Proselytizing a higher purpose
Before I can ask anything more about the bats or the K-Y Jelly, Dr. Rapley is drawing me into another cramped room. This one looks like a hoarder’s grow-op, humid as a Mississippi summer and packed with aquaria. “We are a little hemmed-in,” says Andrew Lentini, the zoo’s amphibians and reptiles man. He’s spent the day watching over endangered turtles recovered from a disreputable Toronto pet store and a Massassauga rattlesnake that’s kept under lock and key. But his focus right now is the Puerto Rican crested toad. A threatened species, the crested toads resisted captive breeding for years until zoo staff began experimenting with piped-in sounds. They started by playing recordings of chirping males and then gradually cranked up the humidity while adding the sound of a rainstorm to simulate Puerto Rico’s rain-soaked breeding season. The result was an irresistible auditory aphrodisiac. The zoo has been shipping thousands of tadpoles south ever since.

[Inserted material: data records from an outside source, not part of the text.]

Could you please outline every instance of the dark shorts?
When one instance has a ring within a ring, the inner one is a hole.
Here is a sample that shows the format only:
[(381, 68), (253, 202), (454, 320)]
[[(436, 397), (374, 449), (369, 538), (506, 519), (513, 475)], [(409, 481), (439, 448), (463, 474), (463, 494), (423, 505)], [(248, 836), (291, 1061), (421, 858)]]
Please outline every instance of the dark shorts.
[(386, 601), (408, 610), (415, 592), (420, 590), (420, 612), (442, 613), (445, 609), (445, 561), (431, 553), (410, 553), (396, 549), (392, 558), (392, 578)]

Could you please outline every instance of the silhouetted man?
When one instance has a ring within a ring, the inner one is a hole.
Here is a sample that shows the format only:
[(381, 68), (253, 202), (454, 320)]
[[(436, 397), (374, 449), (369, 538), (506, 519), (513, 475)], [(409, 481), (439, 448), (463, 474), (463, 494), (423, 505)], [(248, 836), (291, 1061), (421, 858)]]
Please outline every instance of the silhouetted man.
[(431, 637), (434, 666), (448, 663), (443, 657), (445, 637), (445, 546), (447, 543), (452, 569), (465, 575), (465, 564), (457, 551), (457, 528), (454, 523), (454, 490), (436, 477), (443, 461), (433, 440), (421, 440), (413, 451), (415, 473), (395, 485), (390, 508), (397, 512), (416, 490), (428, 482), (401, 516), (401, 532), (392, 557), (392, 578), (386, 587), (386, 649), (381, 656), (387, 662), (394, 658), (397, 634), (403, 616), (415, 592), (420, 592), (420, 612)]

I linger to think about this Barry White for amphibians for a second, but Dr. Rapley wants me to see all the little zoological innovations lurking in every corner of the Scarborough facility. Zooming from exhibit to exhibit by electric golf cart, he calls on keepers to explain their hidden ingenuity, such as the Toronto Zoo Diet, specialized food-and-vitamin blends that nutrition staff have become so adept at formulating that they are sold around the world; like the research on why stressed-out bison don’t breed; like best practices for freezing camel semen; like the skill of recognizing a good, firm ferret testicle.
“You have to time it right,” says mammal curator Maria Franke. “If the male ferret is shooting blanks, you’ll lose any chance of breeding for a whole year.”
If this is a tour revealing the zoo’s higher purpose, Dr. Rapley is its chief proselytizer. Within an hour, the golf cart is nearly out of juice and he pulls me into a boardroom with Mr. Tracogna, the CEO. I begin asking about the zoo’s uncertain fate and his enthusiasm begins to wane.
“You know, I’ve been around zoos for 31 years, under different directors and politicians,” Mr. Rapley says. “There are always ups and downs. As long as we remain dedicated to the animals, we’ll be fine.”
And if they’re not?
“My whole life is here,” he says. “People in society forget about nature and the environment. They get so wrapped up in social media, television, that they take our environment for granted. My job, our job, is to remind people we share the same earth, they same water, the same air. And we’ll keep at it.”